In the statement, BONELA said, notwithstanding the documented benefits of Covid-19 vaccines, they posit that these vaccines should not be made mandatory in any situation including in the workplace.
“Making vaccines mandatory is an infringement on human rights, primarily the right to personal liberty and freedom from discrimination. Vaccine mandates to a very large extent violate the rights of people who object to being vaccinated for religious and medical reasons. Furthermore, mandatory vaccination in the workplace has the potential to breed discrimination on people who opt not to be vaccinated,” the statement read.
The Ministry of Health and Wellness’s (MOHW) position is that people should voluntarily get vaccinated. Chief public relations officer Christopher Nyanga said no decision has been taken to force people to get vaccinated for Covid-19. “What the ministry is doing is an aggressive public education and sensitisation campaign for people to get vaccinated given the known benefits of vaccination.

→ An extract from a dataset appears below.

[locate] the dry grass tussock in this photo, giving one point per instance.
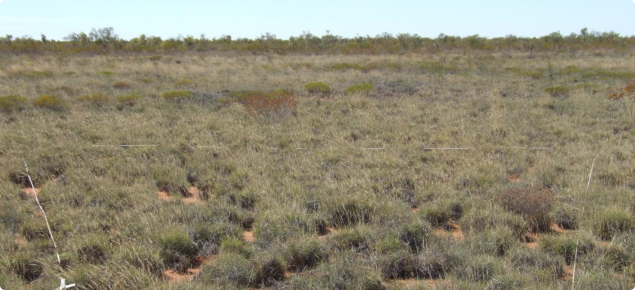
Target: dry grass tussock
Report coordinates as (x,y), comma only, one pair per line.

As of now, we are satisfied with the numbers of people turning up for vaccination,” Nyanga said.
Secretary-General of the Botswana Federation of Trade Unions (BFTU), Thusang Butale, shares the position of the BONELA.
“We hold that whilst scientific research has confirmed the benefits of vaccination both to the individual and those around them, it remains the choice of the individual to decide whether their conscience, religion or conviction and even extent of awareness about its safety, allows them to take the vaccine,” Butale said.
The union furthers posits that expediting the rollout of the Covid-19 vaccines for those who are ready to take it would be the best thing to do in order to enhance herd immunity which from a scientific point of view would represent another effective way of tackling the pandemic.
“BFTU submits that at the workplace, the issue of vaccination should not be the prerogative of government or employers alone rather it presents an opportunity for parties to dialogue and come up with comprehensive policies to address any attendant concerns including discrimination which could result from the choices the individuals would have made,” said Butale.
On the national plane, BFTU believes the government should consider ratifying relevant human and labour rights conventions including convention 190 which speaks to the problem of harassment and discrimination in the workplace.
The United States (US) president, Joe Biden, decided to introduce a vaccine mandate for millions of workers. The new US rules require most federal employees to be vaccinated as well as employees of companies larger than 100 employees who will either have to be vaccinated or face mandatory testing.
The World Health Organization (WHO) has said before that in the absence of a sufficient, reliable vaccine supply that would permit every eligible member of the general public to be vaccinated, a mandate for the general public would fail to address ethical considerations regarding sufficient supply. According to the WHO even if there is a sufficient, reliable vaccine supply, policymakers should consider whether mandatory vaccination of the general population is necessary and proportionate to achieve intended public health goals.